I am undecided whether or not she'll be staying. It is quite likely that if she manages to get in calf this year, she will be undesirably late (a difficult calving often causes a delay in a cow's return to oestrus). But beyond that, the difficulty of her calving was very much related to the shape and conformation of her calf - very similar to the surprising lack of ease of her own birth when her mother was a four-year-old. On an ongoing welfare basis, it would probably be wise to eliminate this family from breeding.
We've bought a milking machine. Having a Zella restricts our ability to go anywhere for more than a day for nine months of each year and sometimes that's difficult.

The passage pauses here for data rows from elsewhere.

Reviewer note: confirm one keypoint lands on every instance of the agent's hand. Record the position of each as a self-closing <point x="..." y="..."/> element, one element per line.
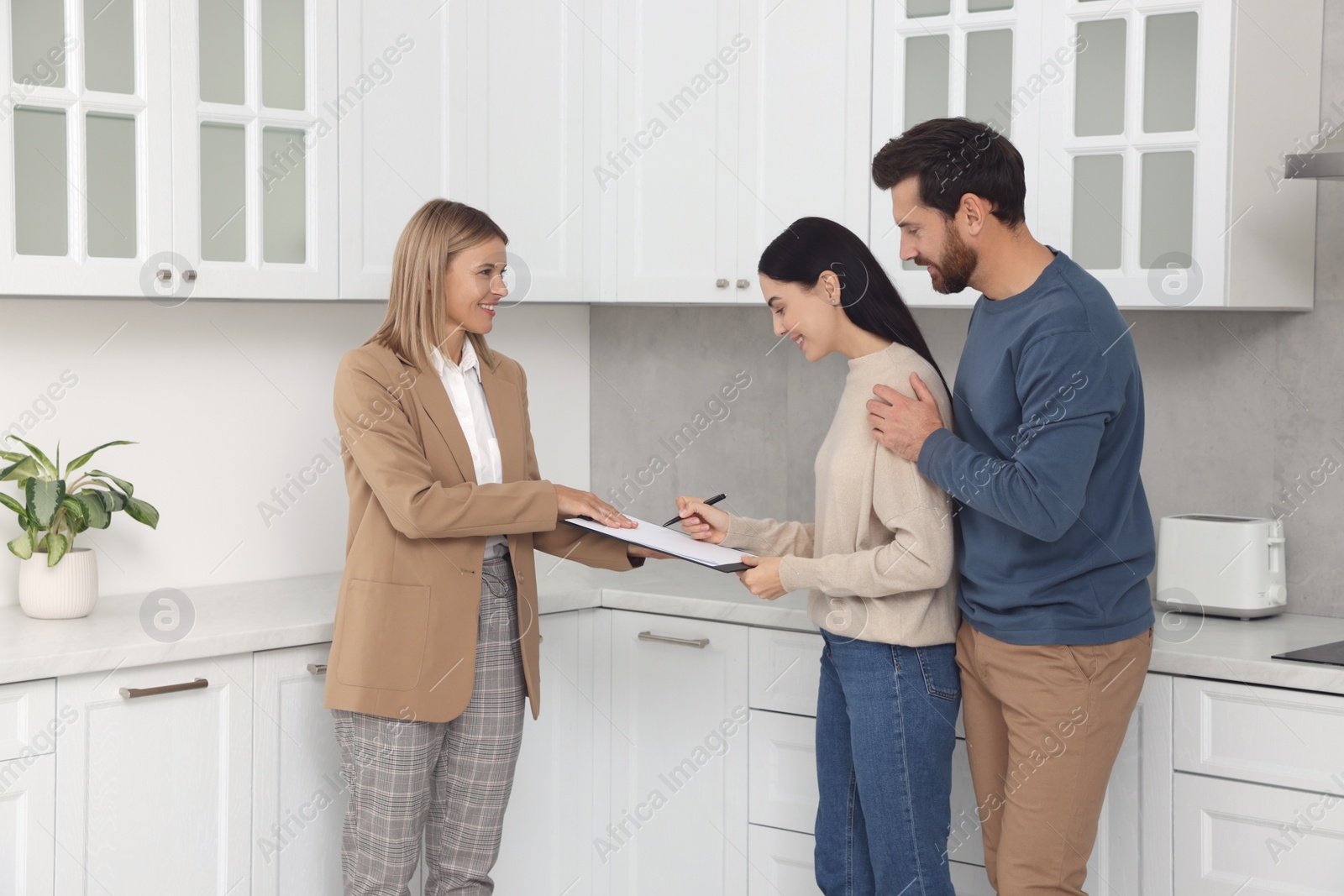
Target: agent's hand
<point x="640" y="551"/>
<point x="763" y="579"/>
<point x="575" y="503"/>
<point x="702" y="521"/>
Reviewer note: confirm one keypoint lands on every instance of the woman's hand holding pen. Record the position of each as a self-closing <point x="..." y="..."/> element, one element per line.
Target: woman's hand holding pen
<point x="575" y="503"/>
<point x="702" y="521"/>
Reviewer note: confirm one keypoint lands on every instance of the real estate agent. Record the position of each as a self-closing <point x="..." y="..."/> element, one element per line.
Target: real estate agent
<point x="436" y="634"/>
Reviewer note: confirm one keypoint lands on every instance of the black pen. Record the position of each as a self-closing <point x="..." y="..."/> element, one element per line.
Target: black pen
<point x="714" y="500"/>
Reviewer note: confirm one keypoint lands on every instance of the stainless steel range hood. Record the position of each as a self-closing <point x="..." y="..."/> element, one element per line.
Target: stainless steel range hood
<point x="1319" y="165"/>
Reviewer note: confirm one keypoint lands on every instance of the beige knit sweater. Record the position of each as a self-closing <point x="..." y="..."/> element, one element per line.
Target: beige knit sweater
<point x="880" y="559"/>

I now can't hand-milk, so if Stephan can't be here or is otherwise indisposed, we'd be in a bit of a bind, especially since our best relief milking candidate has developed arthritic fingers and can't help either.
We bought a kit-set model, rather than a mobile trolley-mounted one, thinking that would provide flexibility to place it where we want it in our milking shed but, stupidly, the machine has arrived with the same lengths of hose it would have for a trolley mount.
Excellent news for us this afternoon, from ACC, reversing their previous decision not to cover Stephan's knee surgery. If only this hadn't taken quite so many months! The whole system is ridiculous. Many people suspect now that ACC turns down most surgery applications (particularly in older people who are told their injuries are due to "gradual process") and most applicants will quietly go away and wait for the public system to, one day, operate on them. I am not one of those people and requested a review. After much to-ing and fro-ing between ACC, us, the surgeon, the physiotherapist, sufficient information has been gathered for ACC to make the correct decision. We were booked to attend a review hearing next Wednesday afternoon but that will now not be required. I immediately emailed the surgeon's clinic to request a surgery date.
Coincidentally earlier in the day someone from the public hospital had rung to ask Stephan a set of questions to assist in prioritising him on the waiting list for surgery. That option would have taken many more months.
Both of us have been feeling oddly tearful and hugely relieved. This whole thing has been far more stressful than either of us was aware. We had accepted that waiting was what we had to do and Stephan had been getting on with as much work as he could as the pain was gradually subsiding during activity. The biggest issue has been that at night, particularly after doing a lot of walking about, the knee pain completely disrupts his sleep, so he has been chronically tired for most of this year. That cannot be good for him.
Having not heard back from the Orthopaedic surgeon, I rang this morning and we now have a surgery date in a couple of weeks. There is much to get done before then!
We tagged one of the mobs of eleven calves this afternoon. Emergency, looking back in this direction from the middle of the picture, thought there was an emergency and that her calf had gone. Strange cow. The calf had just run past her; perhaps she didn't recognise her with her new ear tag.
Then out to the Swamp East, across the stream, where this time the calves stood in the water for much longer than they have during their other crossings, some choosing to wade in quite deep.
The beautiful orchid Jude gave me two years ago is in bountiful flower again, although this is only one of the two original plants. The other succumbed to over-heated roots before I worked out what was causing it to weaken and it has now died. This one looks vigorously healthy.